Kelley L Cox-USA TODAY Sports

Jason Kidd, the greatest Net of all-time and one of the greatest NBA players of all time, has announced his retirement after 19 years. Kidd, who holds a shelf-full of NBA and Nets records, revealed his decision Monday morning.

"I think it is the right time," Kidd told ESPN NewYork. "When you think about 19 years, it has been a heckuva ride. Physically, I want to be able to participate in activities with my kids so it has taken a toll. It is time to move on and think about maybe coaching or doing some broadcasting."

Kidd joined the Nets in 2001 in a trade for Stephon Marbury, four years his junior. At the time, he has seen as damaged goods. In the season before the trade, Kidd had been arrested in a domestic assault case brought by his then-wife, Joumanna. His teams had reached the second round only once ... and he had been injured for that run.

On arriving, Kidd did two things: he publicly said that that the team would win 42 games, up from 26 the year before. Privately, he told his teammates, "the losing is over," and promised success if they followed. In his first few practices, he asked each of his teammates where they wanted the ball ... and he delivered it. Then, in one of the league's most remarkable turnarounds, the Nets exceeded his predictions, winning 52 games and taking the team to the NBA Finals, first in 2002, again in 2003..

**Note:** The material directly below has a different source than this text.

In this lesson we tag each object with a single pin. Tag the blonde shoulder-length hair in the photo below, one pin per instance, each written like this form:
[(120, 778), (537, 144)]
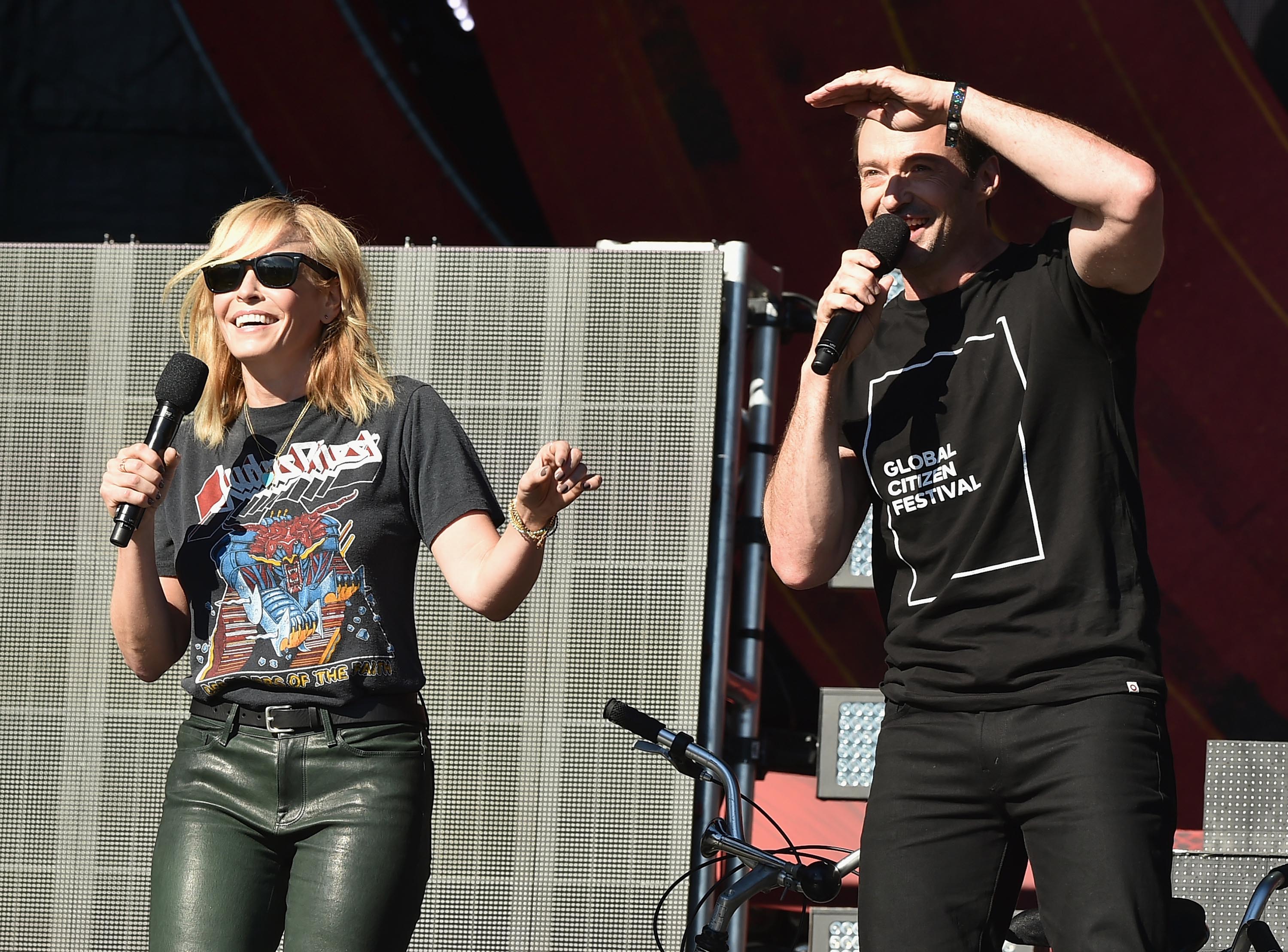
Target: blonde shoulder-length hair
[(346, 375)]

Of his trademark triple doubles, 61 of his 107 were with the Nets. The 107 triples are third all-time to Magic Johnson and Oscar Robertson. He is is the only player in NBA history with 15,000 points, 10,000 assists and 7,000 rebounds. He finished second all-time in assists; second all-time in steals, third all-time in three-pointers. Kidd was a remarkable 28-0 in international play for Team USA, winning the Olympic gold medal in Sydney in 2000 and in 2008 in Beijing.

Although he won his only NBA championship with the Mavericks after a contentious final year with the Nets and retired with the Knicks, his greatest years were with the Nets, leading them to the playoffs every one of seven seasons he played with New Jersey. The Nets didn't reach the playoffs in the three years before he arrived, nor in the five years after he left.

Perhaps the greatest tribute comes from his now teenaged son, T.J. Kidd.

"As I reflect," Kidd said. "I look back fondly at every season & thank each & every one of my teammates & coaches that joined me on the court," Kidd told Ohm Youngmisuk of ESPN, once the Nets beat writer at the Daily News. Kidd said he might want to join the coaching ranks or get behind a mic as a broadcaster.